Earthquakes can be a risk to ground-mounted solar projects, but they are new structures that can be engineered to account for seismic activity and other environmental pressures. Rooftop solar is trickier, because it is mostly installed on existing structures built to certain standards that might not anticipate PV.

“When you’re doing engineering, the biggest force tends to be the thing that makes you strengthen the system up to a certain point, and that is consistently wind,” said Ben May, founder and CEO of Alaska Solar, a residential and commercial contractor in the Last Frontier. “Yes, it has to be strong for seismic, but it has to be stronger for wind. Where seismic has come into play … it’s this factor that has precluded doing ballasted systems unfortunately.”

Buildings are rated to withstand a certain amount of downward pressure per-square-foot on their roofs. In regions that experience earthquakes frequently, the additional weight of a ballasted system can exceed those limits.

This is especially pertinent in Alaska, a state that has earthquakes about every 15 minutes and experienced the second strongest earthquake in recorded global history. Combined with the downward pressure of snowfall, ballasted solar arrays on rooftops become even trickier.

“The moment you put that weight on top of a building and then shake it, the leverage, or the moment of it, becomes really significant and important,” May said. “If you increase that moment by putting ballasts up there, then whatever the building was built for is exceeded and doesn’t work.”

But ballasts aren’t ruled out entirely for these types of projects. It’s possible to design a ballasted solar array to account for seismic displacement by giving array rows setbacks from obstructions and the roof’s edge.

Directly attaching to a roof with seismic anchors doesn’t require the same setbacks as a ballasted system, besides mandatory fire access. Direct attachment reduces a solar project’s weight on a building compared to a ballasted project. It’s the lighter option, but it raises concerns with building owners about drilling holes into roofs — despite the waterproofing involved.

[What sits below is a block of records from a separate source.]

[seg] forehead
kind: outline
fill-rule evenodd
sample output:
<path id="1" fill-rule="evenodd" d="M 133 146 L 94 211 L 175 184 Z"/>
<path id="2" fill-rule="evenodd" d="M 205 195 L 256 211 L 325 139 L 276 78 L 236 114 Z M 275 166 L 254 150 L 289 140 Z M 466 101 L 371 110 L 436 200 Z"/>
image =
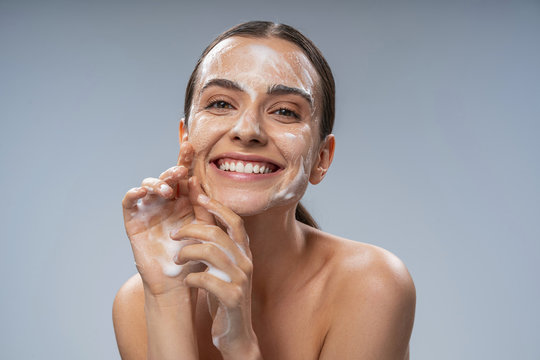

However, attaching to the roof makes the array an extension of the building, which helps distribute environmental pressures throughout the structure.

Credit: Alaska Solar

“There will be a transition when you go from the rack into the building,” said Ahmed Youssef, senior project manager at Pure Power Engineering. “You have a positive connection between both of them to transfer the load from the rack system into the building.”

Buildings located in regions with seismic activity often have additional structural bracing measures to withstand lateral movements — solid shear walls on building exteriors; moment-resisting frames attached to structural columns and beams; or braced frames placed between structural beams. These reinforcements can also help support a solar array.

Enstall, a company of brands in solar racking like IronRidge, engineers its mounts for projects based on a site’s controlling loads — or the prevailing conditions there. For seismic activity, Enstall consults the American Society of Civil Engineers’ historical studies on earthquakes.

“You design to an earthquake that has a uniform risk category of a failure of a building or a structure,” said Matt Kuzila, manager of structural engineering at Enstall. “We generally look at what could be the worst-case scenario, because we don’t know where a specific product is going to be installed. So, we look at all the worst cases within the 50 states. We’ll then take that load and test to it.”

Every company Solar Power World interviewed for this story said they hadn’t witnessed any damage to solar projects from earthquakes. The industry has taken steps to mitigate the seismic lateral force for both ground-mounted and rooftop solar projects.

“The beauty of solar is, solar racking and panels have strength through flexibility,” May said. “Aluminum is the main metal for residential and commercial rooftops. It’s lovely. It bends, but it doesn’t break. A good tree flexes in the wind, and the next day it’s the same as it was.”